Typically, regional EWM is variable with no consistent trends across time. For example, the North East had the lowest level of EWM compared with other regions in 2013/14, but had relatively high EWM in 2014/15.

The regions with highest EWM index in 2014/15 were the South West and the East Midlands, which had 29.9% and 29.0% more deaths in winter compared with the non-winter period. These were both significantly higher than the England and Wales average of 27.2%. This is the third year running that the East Midlands has had one of the highest EWM indices, however, the South West often ranks much lower.

The largest increase in the EWM index between 2013/14 and 2014/15 was seen in the North East, where the EWM index nearly tripled from 9.5% to 28.3%, making it the third highest in England and Wales in 2014/15.
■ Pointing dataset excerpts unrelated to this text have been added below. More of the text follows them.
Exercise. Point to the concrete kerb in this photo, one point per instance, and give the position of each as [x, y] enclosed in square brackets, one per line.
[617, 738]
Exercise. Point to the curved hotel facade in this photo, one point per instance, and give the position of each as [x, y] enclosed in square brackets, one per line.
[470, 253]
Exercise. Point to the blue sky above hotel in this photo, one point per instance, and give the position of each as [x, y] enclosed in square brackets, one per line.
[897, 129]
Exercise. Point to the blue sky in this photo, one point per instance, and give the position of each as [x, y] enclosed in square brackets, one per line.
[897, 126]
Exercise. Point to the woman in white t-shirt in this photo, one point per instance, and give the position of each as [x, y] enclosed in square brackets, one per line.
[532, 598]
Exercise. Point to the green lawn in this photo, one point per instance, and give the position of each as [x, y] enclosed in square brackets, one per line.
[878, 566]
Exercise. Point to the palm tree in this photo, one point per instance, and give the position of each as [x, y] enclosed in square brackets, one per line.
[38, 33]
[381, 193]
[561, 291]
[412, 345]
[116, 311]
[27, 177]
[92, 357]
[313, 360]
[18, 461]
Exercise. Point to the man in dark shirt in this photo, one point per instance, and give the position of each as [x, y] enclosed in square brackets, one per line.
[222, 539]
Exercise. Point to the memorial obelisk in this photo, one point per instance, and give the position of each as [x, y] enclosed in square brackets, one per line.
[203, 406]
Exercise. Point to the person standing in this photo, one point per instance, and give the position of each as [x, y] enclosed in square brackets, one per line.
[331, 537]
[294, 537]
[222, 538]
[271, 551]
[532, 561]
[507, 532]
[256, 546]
In common with the increasing trends seen across the English regions, the EWM index in Wales increased from 10.3% in 2013/14 to 25.4% in 2014/15, with EWM levels similar to those seen in Yorkshire and the Humber (also 25.4%) and the West Midlands (25.8%).

Excess winter mortality (EWM) in 2013/14 by local authority

Information presented earlier in this bulletin refers to provisional excess winter mortality (EWM) figures for 2014/15; this section refers to final 2013/14 EWM figures for local authorities. Local area EWM data are not available for the most recent winter (2014/15), as these data are provisional, and the estimation method used to produce national and regional figures is not reliable for small geographic areas.

As with regional EWM figures, there is no consistent pattern in EWM across local authorities in England and Wales over time.

The local authorities with the lowest EWM index in 2013/14 were Fareham in England and Torfaen in Wales. In fact, no EWM occurred in either local authority; in Fareham, there were more deaths in the non-winter months than there were in the winter. This provides a good example of how much individual local authorities vary over time, as in 2012/13, there were 24% more deaths in winter months compared with non-winter months in Fareham.

The local authority with the highest EWM index in England in 2013/14 was City of London, where 65% more deaths occurred in the winter, than in the non-winter period, however the confidence interval is very wide and ranges from 11% to 119%, so should be treated with caution. The second highest EWM index in England in 2013/14 was Chorley with 37% more deaths in the winter than the non-winter. In Wales, Blaenau Gwent had the highest level of EWM, with 26% more deaths in winter compared with the non-winter period.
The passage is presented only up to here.